The variational lower bound (a.k.a. ELBO or free energy) is the central objective for many established as well as many novel algorithms for unsupervised learning. Learning algorithms change model parameters such that the variational lower bound increases. Learning usually proceeds until parameters have converged to values close to a stationary point of the learning dynamics. In this purely theoretical contribution, we show that (for a very large class of generative models) the variational lower bound is at all stationary points of learning equal to a sum of entropies. For standard machine learning models with one set of latents and one set observed variables, the sum consists of three entropies: (A) the (average) entropy of the variational distributions, (B) the negative entropy of the model's prior distribution, and (C) the (expected) negative entropy of the observable distributions. The obtained result applies under realistic conditions including: finite numbers of data points, at any stationary points (including saddle points) and for any family of (well behaved) variational distributions. The class of generative models for which we show the equality to entropy sums contains many well-known generative models. As concrete examples we discuss Sigmoid Belief Networks, probabilistic PCA and (Gaussian and non-Gaussian) mixture models. The results also apply for standard (Gaussian) variational autoencoders, which has been shown in parallel (Damm et al., 2023). The prerequisites we use to show equality to entropy sums are relatively mild. Concretely, the distributions of a given generative model have to be of the exponential family (with constant base measure), and the model has to satisfy a parameterization criterion (which is usually fulfilled). Proving the equality of the ELBO to entropy sums at stationary points (under the stated conditions) is the main contribution of this work.

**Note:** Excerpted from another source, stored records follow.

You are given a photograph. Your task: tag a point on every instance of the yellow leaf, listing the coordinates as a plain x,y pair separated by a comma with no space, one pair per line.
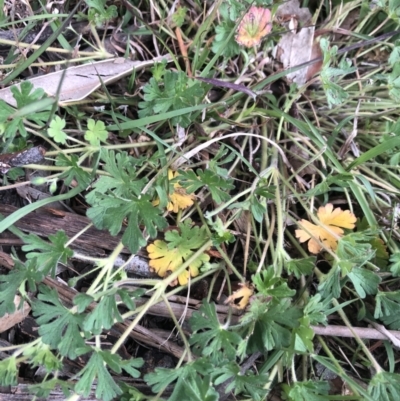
244,294
165,261
330,229
179,199
254,26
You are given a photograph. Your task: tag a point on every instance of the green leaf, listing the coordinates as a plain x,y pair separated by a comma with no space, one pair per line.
74,171
268,324
306,391
108,212
26,94
385,386
387,308
300,267
364,281
221,234
56,132
58,326
177,92
39,354
9,126
104,315
248,383
219,187
387,304
49,255
122,180
95,369
96,132
269,285
303,335
395,264
210,337
316,310
355,250
15,280
222,44
329,284
43,389
164,377
178,17
99,14
118,197
8,371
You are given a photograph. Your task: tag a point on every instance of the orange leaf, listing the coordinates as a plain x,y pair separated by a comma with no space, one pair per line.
254,26
327,233
179,199
244,293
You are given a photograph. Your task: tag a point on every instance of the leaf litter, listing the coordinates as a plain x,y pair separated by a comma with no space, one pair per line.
249,134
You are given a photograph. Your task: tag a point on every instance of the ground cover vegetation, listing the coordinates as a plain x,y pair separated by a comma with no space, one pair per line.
187,214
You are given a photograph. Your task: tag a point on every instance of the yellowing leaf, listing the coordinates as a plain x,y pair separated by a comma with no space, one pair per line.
254,26
329,231
243,294
179,199
165,257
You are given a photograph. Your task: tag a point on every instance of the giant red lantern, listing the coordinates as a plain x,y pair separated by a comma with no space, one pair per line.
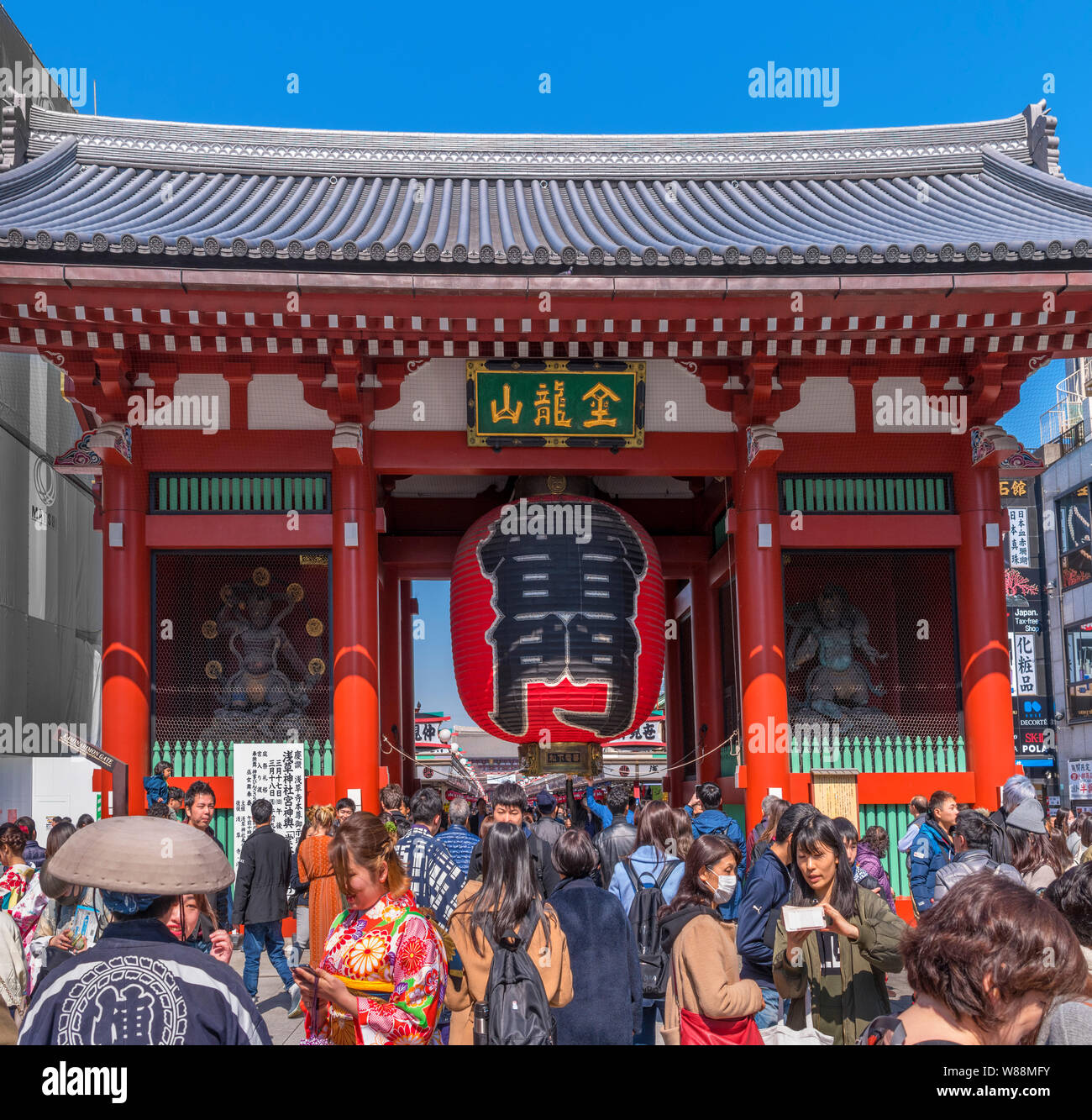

翻译：变分下界（又称ELBO或自由能）是许多成熟及新兴无监督学习算法的核心优化目标。学习算法通过调整模型参数使变分下界增大，通常持续至参数收敛到学习动力学的驻点附近。在这项纯理论贡献中，我们证明（对于一大类生成模型）在所有学习驻点上，变分下界等于熵的总和。对于具有一组潜变量和一组观测变量的标准机器学习模型，该总和包含三个熵：（A）变分分布的（平均）熵，（B）模型先验分布的负熵，以及（C）观测分布的（期望）负熵。该结论适用于现实条件，包括：有限数据点、任意驻点（包括鞍点）以及任意（良态）变分分布族。证明此熵和等式的生成模型类别包含许多经典生成模型。具体实例包括Sigmoid信念网络、概率PCA以及（高斯与非高斯）混合模型。该结论同样适用于标准（高斯）变分自编码器，这一结果已在并行研究中得到验证（Damm等，2023）。我们用于证明熵和等式的先决条件相对宽松：给定生成模型的分布须属于指数族（具有恒定基测度），且模型需满足参数化准则（通常可满足）。在所述条件下证明ELBO在驻点上等于熵和，是本文的主要贡献。